I'm desperate, you'll do.

Did it hurt when you fell from the whore tree and banged every single guy on your way down?

No more morals? I read his crap for hours! Moral: ;( Bye man.

So, you're a girl, huh?

did it hurt ? did what hurt? when your fell from heaven? because it looks like you landed on your face :O

Woman: Hey is it true you black men have big penises? Black Man: Hell yeah woman! Mine is so big, its at least three times longer than my fist and at least 4 times as wide! Lets go get some hoe! Woman: Uh... well uh... its just that... uh... Moral: Be careful for what you wish for, when fantasy becomes reality... it may hurt....

As original as it gets: Domestical... Dog with a top hat and monocle: Yap Yap! *wiggles tail* woof woof! Dog?: MEOW!! HISS! *scratches dog and throws her drink at his face or you know... something that increases dramatic tension* and leaves. Dog: HOWL! *whimpers* :( *throws top hat away* Moral: They say every dog has his day, but I do not think this relationship was never meant to work out :(

my girlfriend is really insecure about her weight so much so that I'm thinking about detaching the reverse alarm

Hey i got a job for you. But it blows.

bitch: I like it when guys punch me. Me: I love it when you shut the hell up and leave.

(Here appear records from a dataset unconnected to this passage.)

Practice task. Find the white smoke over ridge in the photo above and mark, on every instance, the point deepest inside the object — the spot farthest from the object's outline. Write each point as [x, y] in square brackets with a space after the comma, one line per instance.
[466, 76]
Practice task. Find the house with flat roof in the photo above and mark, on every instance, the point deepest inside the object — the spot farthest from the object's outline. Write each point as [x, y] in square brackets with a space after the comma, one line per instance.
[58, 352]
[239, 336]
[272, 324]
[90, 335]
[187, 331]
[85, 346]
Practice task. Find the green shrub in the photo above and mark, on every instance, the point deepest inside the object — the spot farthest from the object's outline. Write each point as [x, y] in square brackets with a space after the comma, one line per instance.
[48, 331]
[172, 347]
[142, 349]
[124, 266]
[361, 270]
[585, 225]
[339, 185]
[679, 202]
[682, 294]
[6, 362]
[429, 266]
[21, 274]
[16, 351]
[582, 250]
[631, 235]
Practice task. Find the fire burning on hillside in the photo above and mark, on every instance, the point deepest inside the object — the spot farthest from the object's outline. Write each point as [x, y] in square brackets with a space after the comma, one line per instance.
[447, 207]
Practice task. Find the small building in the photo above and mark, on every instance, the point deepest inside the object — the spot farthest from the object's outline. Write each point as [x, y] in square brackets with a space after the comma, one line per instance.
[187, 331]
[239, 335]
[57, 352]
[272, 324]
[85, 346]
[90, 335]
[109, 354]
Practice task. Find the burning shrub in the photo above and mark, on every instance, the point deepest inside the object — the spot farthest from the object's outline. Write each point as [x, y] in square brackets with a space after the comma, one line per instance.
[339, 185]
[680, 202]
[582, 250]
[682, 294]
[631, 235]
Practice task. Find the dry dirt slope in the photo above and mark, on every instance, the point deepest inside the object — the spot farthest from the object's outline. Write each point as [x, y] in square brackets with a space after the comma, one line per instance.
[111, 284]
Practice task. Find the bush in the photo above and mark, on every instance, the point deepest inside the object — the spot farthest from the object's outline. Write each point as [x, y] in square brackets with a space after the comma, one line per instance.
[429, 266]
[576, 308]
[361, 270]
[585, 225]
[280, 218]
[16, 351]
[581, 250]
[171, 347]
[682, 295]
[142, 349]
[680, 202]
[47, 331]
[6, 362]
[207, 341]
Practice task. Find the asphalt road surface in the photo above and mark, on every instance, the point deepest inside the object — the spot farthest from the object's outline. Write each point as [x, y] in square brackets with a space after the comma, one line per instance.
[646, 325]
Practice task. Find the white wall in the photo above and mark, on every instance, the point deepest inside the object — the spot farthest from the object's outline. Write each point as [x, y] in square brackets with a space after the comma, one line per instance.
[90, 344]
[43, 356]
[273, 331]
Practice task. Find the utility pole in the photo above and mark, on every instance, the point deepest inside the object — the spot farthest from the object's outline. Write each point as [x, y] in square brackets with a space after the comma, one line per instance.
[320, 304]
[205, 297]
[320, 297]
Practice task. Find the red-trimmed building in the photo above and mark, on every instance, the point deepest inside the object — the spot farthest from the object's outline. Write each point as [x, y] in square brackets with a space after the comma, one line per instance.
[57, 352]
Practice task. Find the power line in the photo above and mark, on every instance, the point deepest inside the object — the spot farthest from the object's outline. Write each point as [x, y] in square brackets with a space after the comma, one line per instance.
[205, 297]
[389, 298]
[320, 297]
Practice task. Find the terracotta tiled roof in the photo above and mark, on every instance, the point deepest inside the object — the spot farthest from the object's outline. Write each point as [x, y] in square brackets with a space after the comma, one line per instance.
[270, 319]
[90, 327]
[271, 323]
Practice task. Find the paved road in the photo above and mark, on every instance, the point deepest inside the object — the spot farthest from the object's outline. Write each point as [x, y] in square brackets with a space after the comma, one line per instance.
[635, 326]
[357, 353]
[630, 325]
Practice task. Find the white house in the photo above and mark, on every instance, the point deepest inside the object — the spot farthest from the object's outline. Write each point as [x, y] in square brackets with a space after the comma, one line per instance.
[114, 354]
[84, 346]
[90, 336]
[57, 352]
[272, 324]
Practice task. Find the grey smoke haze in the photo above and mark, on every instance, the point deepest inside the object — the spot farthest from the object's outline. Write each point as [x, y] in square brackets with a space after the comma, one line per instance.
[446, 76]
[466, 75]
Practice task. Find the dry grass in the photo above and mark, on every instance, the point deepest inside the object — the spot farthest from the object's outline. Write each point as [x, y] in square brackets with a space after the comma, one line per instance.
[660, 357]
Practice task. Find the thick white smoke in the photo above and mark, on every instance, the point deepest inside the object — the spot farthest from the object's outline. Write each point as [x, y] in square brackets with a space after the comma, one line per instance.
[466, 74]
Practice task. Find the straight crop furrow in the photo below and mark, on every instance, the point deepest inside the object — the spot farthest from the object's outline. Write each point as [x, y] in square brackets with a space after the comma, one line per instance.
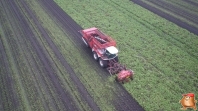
[13, 64]
[59, 68]
[184, 5]
[177, 11]
[47, 66]
[8, 98]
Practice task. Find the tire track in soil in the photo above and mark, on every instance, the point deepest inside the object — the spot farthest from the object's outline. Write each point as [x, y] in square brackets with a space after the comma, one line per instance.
[81, 88]
[123, 102]
[65, 96]
[167, 16]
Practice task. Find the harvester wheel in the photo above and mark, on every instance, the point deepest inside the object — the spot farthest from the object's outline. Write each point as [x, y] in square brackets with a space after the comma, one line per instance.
[86, 43]
[95, 55]
[116, 59]
[103, 63]
[131, 77]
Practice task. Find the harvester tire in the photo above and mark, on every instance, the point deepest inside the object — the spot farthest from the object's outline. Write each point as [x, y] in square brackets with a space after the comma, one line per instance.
[131, 77]
[116, 79]
[103, 63]
[116, 59]
[95, 56]
[86, 43]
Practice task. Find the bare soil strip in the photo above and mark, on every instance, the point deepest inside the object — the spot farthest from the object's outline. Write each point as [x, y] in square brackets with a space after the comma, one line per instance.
[167, 16]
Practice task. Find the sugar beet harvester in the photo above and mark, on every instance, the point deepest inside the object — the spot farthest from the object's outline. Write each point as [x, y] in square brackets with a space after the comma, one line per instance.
[105, 51]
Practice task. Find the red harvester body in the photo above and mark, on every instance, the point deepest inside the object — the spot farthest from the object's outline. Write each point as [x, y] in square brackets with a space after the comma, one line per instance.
[105, 51]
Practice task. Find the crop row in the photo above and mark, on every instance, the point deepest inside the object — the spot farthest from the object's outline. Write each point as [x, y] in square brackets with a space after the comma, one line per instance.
[74, 56]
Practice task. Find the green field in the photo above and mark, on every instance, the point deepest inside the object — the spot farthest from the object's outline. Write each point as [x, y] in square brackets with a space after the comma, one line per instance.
[163, 55]
[35, 49]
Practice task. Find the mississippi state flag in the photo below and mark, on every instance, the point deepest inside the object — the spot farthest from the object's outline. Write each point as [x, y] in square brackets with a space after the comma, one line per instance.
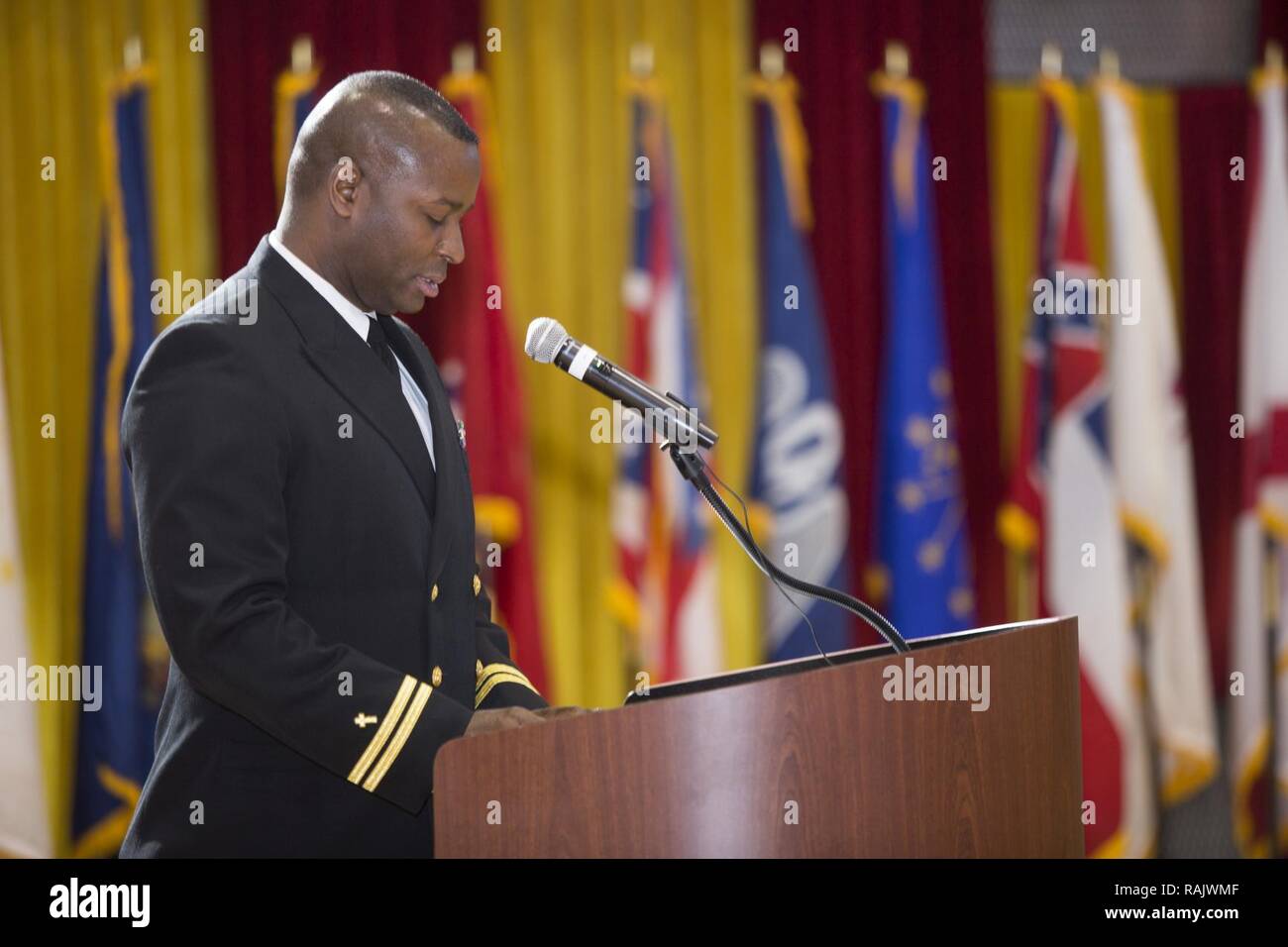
[1261, 531]
[666, 590]
[1063, 510]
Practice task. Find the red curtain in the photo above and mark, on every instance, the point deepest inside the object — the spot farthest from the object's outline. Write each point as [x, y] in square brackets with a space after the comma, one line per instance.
[1215, 125]
[1212, 127]
[840, 46]
[250, 44]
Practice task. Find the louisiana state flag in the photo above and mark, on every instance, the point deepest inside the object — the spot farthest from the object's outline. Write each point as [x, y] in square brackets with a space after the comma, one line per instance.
[799, 437]
[294, 97]
[115, 741]
[923, 571]
[666, 590]
[471, 341]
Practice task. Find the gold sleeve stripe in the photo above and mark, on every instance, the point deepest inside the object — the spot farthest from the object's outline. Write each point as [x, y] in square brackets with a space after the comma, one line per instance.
[501, 680]
[395, 745]
[386, 727]
[481, 678]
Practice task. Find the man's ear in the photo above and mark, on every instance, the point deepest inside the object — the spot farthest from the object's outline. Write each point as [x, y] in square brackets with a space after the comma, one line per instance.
[343, 185]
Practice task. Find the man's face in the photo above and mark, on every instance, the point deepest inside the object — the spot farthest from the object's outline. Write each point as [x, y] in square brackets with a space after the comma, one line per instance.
[407, 223]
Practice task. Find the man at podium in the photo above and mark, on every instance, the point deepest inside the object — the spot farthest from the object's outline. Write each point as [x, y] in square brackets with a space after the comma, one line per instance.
[305, 513]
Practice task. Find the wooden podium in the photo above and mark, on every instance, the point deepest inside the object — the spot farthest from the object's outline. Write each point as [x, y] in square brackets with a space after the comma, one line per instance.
[797, 759]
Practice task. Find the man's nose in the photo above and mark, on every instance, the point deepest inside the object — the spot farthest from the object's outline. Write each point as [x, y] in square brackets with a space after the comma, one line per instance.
[452, 249]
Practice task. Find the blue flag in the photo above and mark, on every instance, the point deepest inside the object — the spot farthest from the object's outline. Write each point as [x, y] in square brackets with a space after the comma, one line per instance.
[923, 571]
[797, 470]
[115, 741]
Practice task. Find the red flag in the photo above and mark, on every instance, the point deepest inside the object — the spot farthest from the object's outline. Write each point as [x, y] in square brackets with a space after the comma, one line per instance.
[476, 355]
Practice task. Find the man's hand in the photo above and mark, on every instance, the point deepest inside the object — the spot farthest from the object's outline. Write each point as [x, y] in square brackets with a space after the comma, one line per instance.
[511, 718]
[559, 712]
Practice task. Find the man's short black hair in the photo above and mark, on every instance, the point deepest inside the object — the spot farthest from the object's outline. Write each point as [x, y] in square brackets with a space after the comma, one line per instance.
[412, 91]
[340, 127]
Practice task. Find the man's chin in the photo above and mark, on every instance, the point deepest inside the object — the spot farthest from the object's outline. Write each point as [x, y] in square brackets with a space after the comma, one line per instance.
[412, 304]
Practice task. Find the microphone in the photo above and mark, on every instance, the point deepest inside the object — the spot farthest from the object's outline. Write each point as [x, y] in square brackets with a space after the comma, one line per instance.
[549, 343]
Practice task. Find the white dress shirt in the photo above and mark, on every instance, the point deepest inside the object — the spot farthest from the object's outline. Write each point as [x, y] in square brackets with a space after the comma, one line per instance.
[361, 322]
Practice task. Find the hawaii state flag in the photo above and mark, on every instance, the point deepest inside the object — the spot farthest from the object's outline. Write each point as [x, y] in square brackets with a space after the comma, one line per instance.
[1258, 648]
[1063, 512]
[923, 570]
[115, 742]
[666, 586]
[472, 344]
[799, 445]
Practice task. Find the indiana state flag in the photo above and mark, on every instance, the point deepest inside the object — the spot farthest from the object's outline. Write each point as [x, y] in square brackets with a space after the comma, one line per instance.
[922, 575]
[115, 741]
[799, 438]
[294, 97]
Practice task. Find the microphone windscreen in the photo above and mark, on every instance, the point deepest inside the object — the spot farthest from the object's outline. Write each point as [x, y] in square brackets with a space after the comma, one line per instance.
[545, 337]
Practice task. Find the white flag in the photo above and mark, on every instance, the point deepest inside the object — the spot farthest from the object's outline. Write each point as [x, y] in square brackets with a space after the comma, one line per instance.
[24, 818]
[1263, 508]
[1150, 446]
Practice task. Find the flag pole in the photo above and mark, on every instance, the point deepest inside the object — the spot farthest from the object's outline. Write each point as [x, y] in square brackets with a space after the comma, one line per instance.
[772, 64]
[1270, 591]
[1274, 56]
[1109, 65]
[642, 60]
[1142, 579]
[133, 54]
[301, 55]
[1052, 60]
[897, 62]
[463, 59]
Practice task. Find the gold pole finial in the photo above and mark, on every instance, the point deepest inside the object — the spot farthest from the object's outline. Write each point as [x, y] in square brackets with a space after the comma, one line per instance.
[133, 53]
[301, 54]
[772, 60]
[463, 58]
[642, 59]
[1052, 62]
[1109, 67]
[897, 60]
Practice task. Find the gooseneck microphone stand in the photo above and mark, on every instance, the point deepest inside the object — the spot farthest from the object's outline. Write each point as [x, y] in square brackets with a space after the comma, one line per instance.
[691, 467]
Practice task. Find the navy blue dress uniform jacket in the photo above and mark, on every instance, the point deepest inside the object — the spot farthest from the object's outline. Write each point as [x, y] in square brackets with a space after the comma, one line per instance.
[327, 626]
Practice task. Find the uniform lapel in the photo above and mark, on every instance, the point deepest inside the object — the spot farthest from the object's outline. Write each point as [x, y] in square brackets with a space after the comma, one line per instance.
[351, 367]
[447, 471]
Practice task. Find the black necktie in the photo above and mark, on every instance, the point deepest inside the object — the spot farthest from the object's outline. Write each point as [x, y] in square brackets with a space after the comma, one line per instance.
[380, 346]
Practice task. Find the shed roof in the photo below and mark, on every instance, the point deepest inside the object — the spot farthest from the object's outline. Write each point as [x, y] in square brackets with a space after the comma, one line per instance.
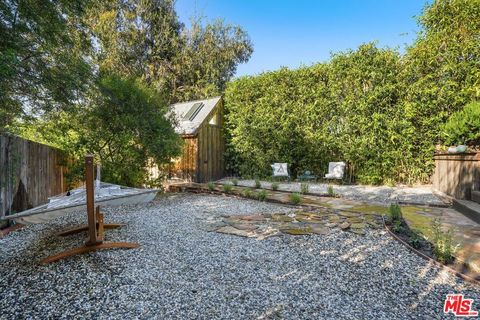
[190, 124]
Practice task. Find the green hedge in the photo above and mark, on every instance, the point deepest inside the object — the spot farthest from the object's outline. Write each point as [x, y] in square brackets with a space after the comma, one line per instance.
[379, 111]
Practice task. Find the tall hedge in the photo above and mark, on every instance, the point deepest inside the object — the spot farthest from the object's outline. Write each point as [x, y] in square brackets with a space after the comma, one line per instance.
[379, 111]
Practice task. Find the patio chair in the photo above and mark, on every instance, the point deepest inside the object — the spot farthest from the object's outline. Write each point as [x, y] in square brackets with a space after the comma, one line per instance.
[307, 176]
[336, 170]
[280, 170]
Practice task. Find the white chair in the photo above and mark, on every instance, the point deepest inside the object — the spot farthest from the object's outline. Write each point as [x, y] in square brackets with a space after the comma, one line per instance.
[280, 170]
[336, 170]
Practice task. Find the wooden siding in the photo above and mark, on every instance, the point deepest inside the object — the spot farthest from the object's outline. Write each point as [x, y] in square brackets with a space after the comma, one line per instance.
[457, 174]
[185, 167]
[202, 158]
[29, 173]
[211, 147]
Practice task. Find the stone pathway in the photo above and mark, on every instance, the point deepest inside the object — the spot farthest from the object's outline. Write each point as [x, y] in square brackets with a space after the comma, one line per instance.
[418, 218]
[302, 222]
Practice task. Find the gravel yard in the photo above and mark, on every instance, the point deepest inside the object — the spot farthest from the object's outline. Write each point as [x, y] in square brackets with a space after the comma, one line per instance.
[182, 271]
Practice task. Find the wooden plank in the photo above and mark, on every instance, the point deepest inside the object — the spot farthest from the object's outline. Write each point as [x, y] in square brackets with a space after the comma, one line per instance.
[31, 165]
[457, 174]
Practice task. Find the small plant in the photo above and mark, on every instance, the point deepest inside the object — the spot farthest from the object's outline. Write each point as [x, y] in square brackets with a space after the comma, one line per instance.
[304, 188]
[275, 186]
[247, 193]
[330, 191]
[442, 241]
[262, 195]
[295, 198]
[415, 240]
[227, 188]
[397, 226]
[394, 213]
[211, 186]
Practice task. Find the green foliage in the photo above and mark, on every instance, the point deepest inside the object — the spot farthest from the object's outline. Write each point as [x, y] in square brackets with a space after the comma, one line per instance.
[416, 240]
[295, 198]
[248, 193]
[443, 247]
[397, 226]
[194, 63]
[379, 111]
[394, 213]
[211, 186]
[330, 191]
[304, 187]
[42, 65]
[227, 188]
[463, 126]
[262, 195]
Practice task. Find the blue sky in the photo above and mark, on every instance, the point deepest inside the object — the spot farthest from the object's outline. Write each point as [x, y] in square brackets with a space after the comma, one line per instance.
[301, 32]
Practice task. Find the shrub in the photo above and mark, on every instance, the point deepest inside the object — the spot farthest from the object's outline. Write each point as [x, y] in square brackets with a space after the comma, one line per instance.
[304, 188]
[262, 195]
[227, 188]
[211, 186]
[330, 191]
[247, 193]
[442, 242]
[397, 226]
[295, 198]
[463, 126]
[415, 240]
[394, 212]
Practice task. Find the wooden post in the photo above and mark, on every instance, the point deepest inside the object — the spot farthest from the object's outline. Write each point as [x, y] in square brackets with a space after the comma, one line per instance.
[95, 225]
[89, 189]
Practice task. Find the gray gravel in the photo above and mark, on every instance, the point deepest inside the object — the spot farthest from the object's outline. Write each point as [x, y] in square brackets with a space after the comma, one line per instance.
[377, 194]
[182, 271]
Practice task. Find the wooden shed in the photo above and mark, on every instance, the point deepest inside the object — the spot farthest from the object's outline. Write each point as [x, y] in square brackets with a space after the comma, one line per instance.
[200, 123]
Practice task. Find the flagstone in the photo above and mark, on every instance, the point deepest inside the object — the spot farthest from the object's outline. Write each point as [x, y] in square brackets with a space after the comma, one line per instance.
[297, 231]
[235, 231]
[345, 225]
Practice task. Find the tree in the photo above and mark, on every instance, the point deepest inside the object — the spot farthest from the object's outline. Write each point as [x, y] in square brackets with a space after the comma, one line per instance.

Guy:I got stds! Wanna do it? Girl:what the f*** did u just say?guy:oh std ummmm save the dogs?uh ya that save the dogs I own a animal shelter! Girl:I'm not stupid guy: u sure? (Slap)

Man: Is your name sherly? Woman: No... Man: because id like to Fuc* you in the ass and call you sherly

Him: What's it like in Hell? Her: Why are you asking me that? Him: Because you're the devil and I know where the f*ck you came from; I can see you're horny.

-Good afternoon miss, would you care to try our new line of perfume? -Sure what's it called? -Chloroform...

He: You are the most beautiful woman I have ever seen. She: You are so handsome when you keep your mouth shut.

man: may I impale you on my stake? woman: O.o (for goth girls)

You like my boobies ;) Girl: I said no you disgusting fat bastard! Moral: What fucking kind of MOTHERFUCKING MORAL are you expecting to find here?!?

Why did the small girl run away? She saw her own coqu in the mirror.

B: Hey C do you wanna go out with me? C: Sorry B I only go out with guy's who come after me

Man: Wanna go to my home and have sex? Woman: Well... OK! Man: Wow you are easy!... wait! Where are you going? COME BACK! Moral: They are not easy, they just like a man with balls... and you where obviously not one of them... LAME OVER.

- If i could rearange the alphabet i'd puit you and i together. - That's not necessary because N and O are already together.

Male: Did it hurt??? Female: What, when I fell from heaven? Male: No, the first time you did anal!!!

Guy: Hey, I think you're really sweet... Girl: Aww, thanks Guy: Is that why you're so fat?

-Did it hurt when you fell from heaven? -I'm an atheist.

Anti-Pickup Line

A collection of responses to pickup lines, and just bad ones in general!